Friday, March 09, 2012

The Friday Review: X-Com: UFO Defense (PC)

X-Com: UFO Defense
-review by CJ

Why am I reviewing an 18 year old game? Because if you haven't played it yet, you should. Considering that it is an 18 year old PC game, there's a very good chance you haven't. Even if you aren't normally a fan of the tactical turn-based strategy RPG horror shooter genre... Oh wait...that's not a genre. It's a game called X-Com: UFO Defense. Mixing a bunch of genres can be risky, like when you throw a bunch of vegetables and stuff into your juicer in hopes of downing your daily dose of "healthy" as quickly as possible, but end up creating a sickly brown liquid that may or may not actually be edible anymore. However, X-Com is more like a well concocted blend of ingredients that you might not think work together, but then when you try it you just can't get enough. Like cinnamon on chocolate ice cream (seriously). Ok, so what is it? X-Com is, at its heart-of-hearts, a turn-based strategy game. You move your men around a map trying to find sneaky aliens and kill them before they kill you. Between combat scenarios you research new tech, expand your base, build new bases to increase your global coverage, and basically wait in fear of the next announcement of "UFO detected". Now let's get right down to what you can expect to find.


-Complex yet simple. There's a lot going on in X-Com, but the game mechanics are simple enough that even without any guiding hand (see CONS), you can figure it out. Even though there's a lot to do, it doesn't feel overwhelming.

-Emotional. It may be just me, but every time I hear an alien shot I tense up. I watch with horror as it hits one of my soldiers, ending their lives forever. Or sigh in relief as it passes them by, a near miss.  The mortality of your soldiers makes you care about them, especially when they've survived three missions, have been promoted to Captain, and are the best shot in your army.

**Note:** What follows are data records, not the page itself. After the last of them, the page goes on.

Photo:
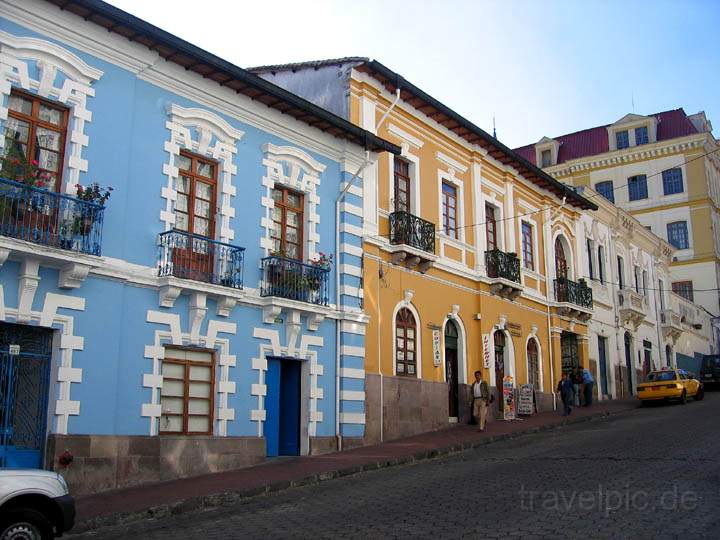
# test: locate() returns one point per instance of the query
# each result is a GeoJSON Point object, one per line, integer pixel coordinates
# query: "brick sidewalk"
{"type": "Point", "coordinates": [212, 490]}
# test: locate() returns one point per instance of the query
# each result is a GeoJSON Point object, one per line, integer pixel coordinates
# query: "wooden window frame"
{"type": "Point", "coordinates": [284, 207]}
{"type": "Point", "coordinates": [186, 394]}
{"type": "Point", "coordinates": [191, 195]}
{"type": "Point", "coordinates": [34, 122]}
{"type": "Point", "coordinates": [406, 319]}
{"type": "Point", "coordinates": [528, 247]}
{"type": "Point", "coordinates": [682, 287]}
{"type": "Point", "coordinates": [490, 227]}
{"type": "Point", "coordinates": [448, 196]}
{"type": "Point", "coordinates": [400, 175]}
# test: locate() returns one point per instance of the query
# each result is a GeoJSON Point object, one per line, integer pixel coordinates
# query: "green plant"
{"type": "Point", "coordinates": [16, 166]}
{"type": "Point", "coordinates": [93, 193]}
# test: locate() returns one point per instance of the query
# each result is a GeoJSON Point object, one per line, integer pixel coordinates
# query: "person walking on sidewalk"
{"type": "Point", "coordinates": [566, 389]}
{"type": "Point", "coordinates": [588, 383]}
{"type": "Point", "coordinates": [481, 400]}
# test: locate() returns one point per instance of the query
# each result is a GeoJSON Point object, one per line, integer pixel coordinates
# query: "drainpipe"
{"type": "Point", "coordinates": [338, 201]}
{"type": "Point", "coordinates": [382, 390]}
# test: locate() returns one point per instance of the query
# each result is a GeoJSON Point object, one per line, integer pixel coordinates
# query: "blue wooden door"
{"type": "Point", "coordinates": [272, 407]}
{"type": "Point", "coordinates": [602, 342]}
{"type": "Point", "coordinates": [24, 383]}
{"type": "Point", "coordinates": [290, 408]}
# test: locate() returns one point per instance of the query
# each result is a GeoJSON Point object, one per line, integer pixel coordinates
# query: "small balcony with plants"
{"type": "Point", "coordinates": [574, 298]}
{"type": "Point", "coordinates": [503, 270]}
{"type": "Point", "coordinates": [294, 280]}
{"type": "Point", "coordinates": [190, 256]}
{"type": "Point", "coordinates": [412, 241]}
{"type": "Point", "coordinates": [32, 211]}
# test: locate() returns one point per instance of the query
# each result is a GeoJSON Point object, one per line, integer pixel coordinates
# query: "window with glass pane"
{"type": "Point", "coordinates": [402, 185]}
{"type": "Point", "coordinates": [490, 227]}
{"type": "Point", "coordinates": [287, 232]}
{"type": "Point", "coordinates": [546, 157]}
{"type": "Point", "coordinates": [35, 131]}
{"type": "Point", "coordinates": [195, 203]}
{"type": "Point", "coordinates": [449, 204]}
{"type": "Point", "coordinates": [637, 187]}
{"type": "Point", "coordinates": [641, 136]}
{"type": "Point", "coordinates": [405, 347]}
{"type": "Point", "coordinates": [677, 234]}
{"type": "Point", "coordinates": [186, 398]}
{"type": "Point", "coordinates": [606, 190]}
{"type": "Point", "coordinates": [684, 289]}
{"type": "Point", "coordinates": [528, 252]}
{"type": "Point", "coordinates": [672, 181]}
{"type": "Point", "coordinates": [622, 140]}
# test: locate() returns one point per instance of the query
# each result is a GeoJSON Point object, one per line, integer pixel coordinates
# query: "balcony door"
{"type": "Point", "coordinates": [490, 227]}
{"type": "Point", "coordinates": [195, 215]}
{"type": "Point", "coordinates": [402, 186]}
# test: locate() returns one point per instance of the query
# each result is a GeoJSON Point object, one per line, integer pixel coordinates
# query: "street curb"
{"type": "Point", "coordinates": [232, 497]}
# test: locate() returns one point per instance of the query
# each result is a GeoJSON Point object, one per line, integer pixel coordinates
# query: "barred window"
{"type": "Point", "coordinates": [406, 336]}
{"type": "Point", "coordinates": [672, 181]}
{"type": "Point", "coordinates": [677, 234]}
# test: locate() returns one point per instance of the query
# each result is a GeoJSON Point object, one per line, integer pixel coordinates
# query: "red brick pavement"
{"type": "Point", "coordinates": [209, 490]}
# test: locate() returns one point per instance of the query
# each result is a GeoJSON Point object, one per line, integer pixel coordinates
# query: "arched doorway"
{"type": "Point", "coordinates": [533, 364]}
{"type": "Point", "coordinates": [451, 367]}
{"type": "Point", "coordinates": [499, 365]}
{"type": "Point", "coordinates": [628, 362]}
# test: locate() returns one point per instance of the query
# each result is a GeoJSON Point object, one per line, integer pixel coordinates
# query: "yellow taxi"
{"type": "Point", "coordinates": [670, 384]}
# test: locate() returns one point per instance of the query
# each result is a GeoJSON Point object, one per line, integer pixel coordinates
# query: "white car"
{"type": "Point", "coordinates": [34, 505]}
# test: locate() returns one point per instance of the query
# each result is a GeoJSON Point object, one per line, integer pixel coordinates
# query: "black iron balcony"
{"type": "Point", "coordinates": [412, 231]}
{"type": "Point", "coordinates": [191, 256]}
{"type": "Point", "coordinates": [502, 265]}
{"type": "Point", "coordinates": [294, 280]}
{"type": "Point", "coordinates": [572, 292]}
{"type": "Point", "coordinates": [48, 218]}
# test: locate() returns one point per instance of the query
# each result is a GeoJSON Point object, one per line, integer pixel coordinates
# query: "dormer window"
{"type": "Point", "coordinates": [621, 139]}
{"type": "Point", "coordinates": [641, 136]}
{"type": "Point", "coordinates": [546, 158]}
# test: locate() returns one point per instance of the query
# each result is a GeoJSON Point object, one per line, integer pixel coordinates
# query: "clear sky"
{"type": "Point", "coordinates": [543, 67]}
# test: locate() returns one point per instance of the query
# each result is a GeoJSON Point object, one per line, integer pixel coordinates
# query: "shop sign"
{"type": "Point", "coordinates": [508, 398]}
{"type": "Point", "coordinates": [526, 400]}
{"type": "Point", "coordinates": [436, 347]}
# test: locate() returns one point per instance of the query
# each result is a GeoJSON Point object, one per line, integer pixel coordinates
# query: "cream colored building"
{"type": "Point", "coordinates": [664, 169]}
{"type": "Point", "coordinates": [638, 323]}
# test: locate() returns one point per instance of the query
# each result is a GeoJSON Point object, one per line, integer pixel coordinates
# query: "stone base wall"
{"type": "Point", "coordinates": [322, 445]}
{"type": "Point", "coordinates": [410, 406]}
{"type": "Point", "coordinates": [102, 462]}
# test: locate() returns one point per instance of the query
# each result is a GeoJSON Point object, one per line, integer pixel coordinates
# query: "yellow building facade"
{"type": "Point", "coordinates": [470, 255]}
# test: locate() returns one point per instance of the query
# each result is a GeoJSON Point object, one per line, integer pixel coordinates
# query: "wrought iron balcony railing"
{"type": "Point", "coordinates": [191, 256]}
{"type": "Point", "coordinates": [294, 280]}
{"type": "Point", "coordinates": [51, 219]}
{"type": "Point", "coordinates": [502, 265]}
{"type": "Point", "coordinates": [410, 230]}
{"type": "Point", "coordinates": [573, 292]}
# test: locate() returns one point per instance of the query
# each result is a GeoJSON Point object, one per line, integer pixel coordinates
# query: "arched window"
{"type": "Point", "coordinates": [533, 365]}
{"type": "Point", "coordinates": [560, 259]}
{"type": "Point", "coordinates": [406, 340]}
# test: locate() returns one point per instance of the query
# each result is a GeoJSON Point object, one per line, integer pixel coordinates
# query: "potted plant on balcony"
{"type": "Point", "coordinates": [85, 215]}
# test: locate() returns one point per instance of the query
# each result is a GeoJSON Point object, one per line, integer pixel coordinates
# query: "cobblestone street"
{"type": "Point", "coordinates": [653, 473]}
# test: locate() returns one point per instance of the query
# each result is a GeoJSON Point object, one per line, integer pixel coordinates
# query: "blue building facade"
{"type": "Point", "coordinates": [193, 322]}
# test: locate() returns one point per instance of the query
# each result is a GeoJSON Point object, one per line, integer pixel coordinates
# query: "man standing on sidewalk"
{"type": "Point", "coordinates": [481, 400]}
{"type": "Point", "coordinates": [588, 383]}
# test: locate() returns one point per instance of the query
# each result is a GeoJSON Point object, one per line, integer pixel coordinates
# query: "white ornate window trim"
{"type": "Point", "coordinates": [213, 138]}
{"type": "Point", "coordinates": [303, 176]}
{"type": "Point", "coordinates": [175, 336]}
{"type": "Point", "coordinates": [15, 52]}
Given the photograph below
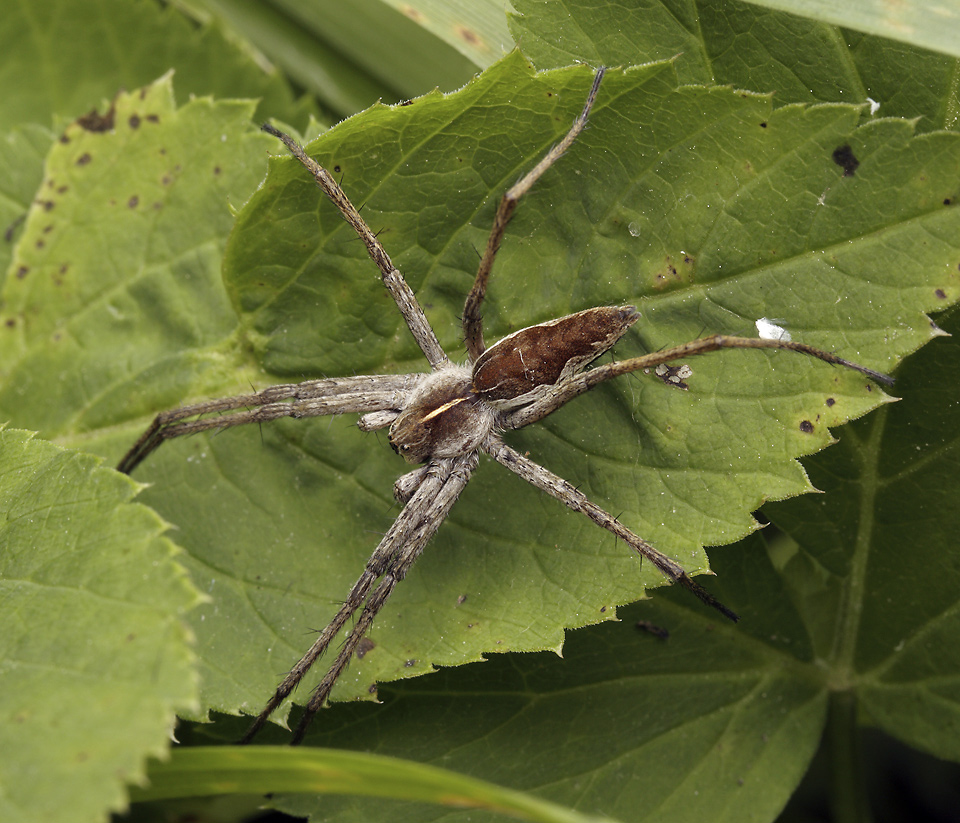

-Mystery. Never knowing what lays beyond the ramp of your dropship at the beginning of each mission makes each battle feel like a new experience. What enemies will I be facing? How many? Where are they? Each map is procedurally generated, and when and where UFO's appear is random as well. Besides that, you never know what's happening just out of range of your base's sensors. As I guard Africa, is Europe being invaded?

-Great environment. The quiet, creepy music, the fog of war, the empty farm houses and fields of wheat, the creak of a door opening when all you can see is a screen that says "Hidden Movement" during the alien's turn...this is what an alien invasion should be like! Few gaming experiences are equal to your first encounter with extra-terrestrial life in X-Com.

-Many, many more! Seriously, it's $5 on Steam ($2.50 at time of writing, yay sales!). Just try it.


-No help. I don't mean in the game, I mean about the game. If you're downloading the game it's not likely to come with a manual (my Steam version didn't). A nice F1 screen that told you what all the different buttons did would be a great start. An explanation about how research and manufacturing work would be awesome. These are things you can figure out on your own, but by the time you do you will probably want to start a new game, so that you can take advantage of all your new found knowledge from the beginning.

-Possibly impossible. After dozens of hours of playing, you may find yourself between a rock and a hard place. Money is running out, and alien forces are becoming increasingly overwhelming. This can happen from just plain laziness, of course, in which case it's your own fault, but even if you are being careful, the randomness of the game can put you in these positions while you remain ignorant, until it's too late to fix. Although this is rare, when it happens it is extremely frustrating.

SUMMARY: X-Com: UFO Defense is a unique game that every gamer should play at least once. I have played it multiple times, and still find myself enjoying it whenever I pick it back up. Although there is a new version coming out later this year (by a studio I trust with such a mission, and that I'm very excited for), I can't imagine it ever fully replacing the original.